The strongest recurring guidance from Anthropic, OpenAI, LangGraph, LlamaIndex, MemGPT, and related literature is consistent:

treat context as a scarce working-memory resource, not a dump of everything available,
maintain a hierarchy of short-term, episodic, semantic, and procedural memory,
prefer just-in-time retrieval over loading everything eagerly,
compact or summarize long histories aggressively but with lineage,
isolate sub-agents so they return distilled findings instead of raw exploration traces,
add corrective retrieval when evidence is weak, contradictory, or stale,
instrument the whole context lifecycle so context bugs can be debugged like distributed systems bugs.
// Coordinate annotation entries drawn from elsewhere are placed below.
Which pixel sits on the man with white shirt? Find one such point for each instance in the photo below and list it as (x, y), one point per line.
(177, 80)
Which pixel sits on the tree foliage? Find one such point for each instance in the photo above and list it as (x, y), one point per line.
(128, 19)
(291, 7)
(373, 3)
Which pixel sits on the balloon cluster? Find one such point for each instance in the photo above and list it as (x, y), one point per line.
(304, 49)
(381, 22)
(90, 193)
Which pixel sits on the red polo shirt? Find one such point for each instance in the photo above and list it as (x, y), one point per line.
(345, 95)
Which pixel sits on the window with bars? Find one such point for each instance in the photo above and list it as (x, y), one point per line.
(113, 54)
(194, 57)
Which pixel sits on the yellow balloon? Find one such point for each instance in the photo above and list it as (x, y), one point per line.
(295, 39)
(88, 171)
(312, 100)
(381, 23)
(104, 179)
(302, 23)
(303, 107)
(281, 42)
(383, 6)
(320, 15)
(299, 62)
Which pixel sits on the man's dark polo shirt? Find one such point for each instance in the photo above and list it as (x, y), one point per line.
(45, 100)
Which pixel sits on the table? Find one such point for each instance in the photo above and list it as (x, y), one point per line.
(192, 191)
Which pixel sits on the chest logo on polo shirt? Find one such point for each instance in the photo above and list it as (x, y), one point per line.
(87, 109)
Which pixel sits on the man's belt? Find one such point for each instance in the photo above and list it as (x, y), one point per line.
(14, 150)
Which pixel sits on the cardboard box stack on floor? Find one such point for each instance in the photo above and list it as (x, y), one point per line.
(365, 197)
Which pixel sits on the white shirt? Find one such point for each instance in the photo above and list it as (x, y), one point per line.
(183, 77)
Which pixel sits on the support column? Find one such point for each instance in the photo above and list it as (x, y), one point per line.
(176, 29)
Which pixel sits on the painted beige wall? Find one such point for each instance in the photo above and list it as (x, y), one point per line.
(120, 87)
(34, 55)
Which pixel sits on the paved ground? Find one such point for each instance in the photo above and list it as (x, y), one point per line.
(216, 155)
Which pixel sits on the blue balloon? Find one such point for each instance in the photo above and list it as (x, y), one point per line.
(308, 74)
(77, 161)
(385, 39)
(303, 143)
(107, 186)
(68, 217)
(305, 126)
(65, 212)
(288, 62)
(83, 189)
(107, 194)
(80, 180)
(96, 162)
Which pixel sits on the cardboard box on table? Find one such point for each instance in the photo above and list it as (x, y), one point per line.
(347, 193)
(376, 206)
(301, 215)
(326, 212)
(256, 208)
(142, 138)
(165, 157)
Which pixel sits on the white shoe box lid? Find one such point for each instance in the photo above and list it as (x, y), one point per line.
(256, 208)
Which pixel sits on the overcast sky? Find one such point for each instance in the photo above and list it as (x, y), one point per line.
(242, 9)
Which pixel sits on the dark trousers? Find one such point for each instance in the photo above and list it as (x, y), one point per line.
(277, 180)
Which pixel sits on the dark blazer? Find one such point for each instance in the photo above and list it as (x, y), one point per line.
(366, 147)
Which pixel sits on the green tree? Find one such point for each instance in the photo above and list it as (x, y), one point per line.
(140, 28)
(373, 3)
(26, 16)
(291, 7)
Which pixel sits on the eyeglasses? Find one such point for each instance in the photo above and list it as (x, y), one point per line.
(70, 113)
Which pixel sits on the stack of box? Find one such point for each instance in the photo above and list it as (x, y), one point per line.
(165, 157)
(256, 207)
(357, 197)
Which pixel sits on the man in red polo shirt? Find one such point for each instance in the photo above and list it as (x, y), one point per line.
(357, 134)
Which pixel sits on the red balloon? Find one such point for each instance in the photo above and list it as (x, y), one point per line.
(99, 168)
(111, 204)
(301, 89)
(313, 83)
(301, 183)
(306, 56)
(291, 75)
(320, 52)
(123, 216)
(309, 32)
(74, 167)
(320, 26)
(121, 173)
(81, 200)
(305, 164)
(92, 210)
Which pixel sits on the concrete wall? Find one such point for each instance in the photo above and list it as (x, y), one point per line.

Retrieval-specific findings

The most relevant retrieval research for Vox is not generic “use RAG.” It is policy and correction:

Self-RAG supports retrieval on demand rather than mandatory retrieval every turn.
CRAG adds a retrieval evaluator and corrective fallback path when evidence quality is low.
RRF / RAG-Fusion remains a robust default for merging lexical and vector evidence without brittle score normalization.
Production systems consistently recommend hybrid lexical + vector retrieval because vectors miss exact identifiers and BM25 misses paraphrase and semantic intent.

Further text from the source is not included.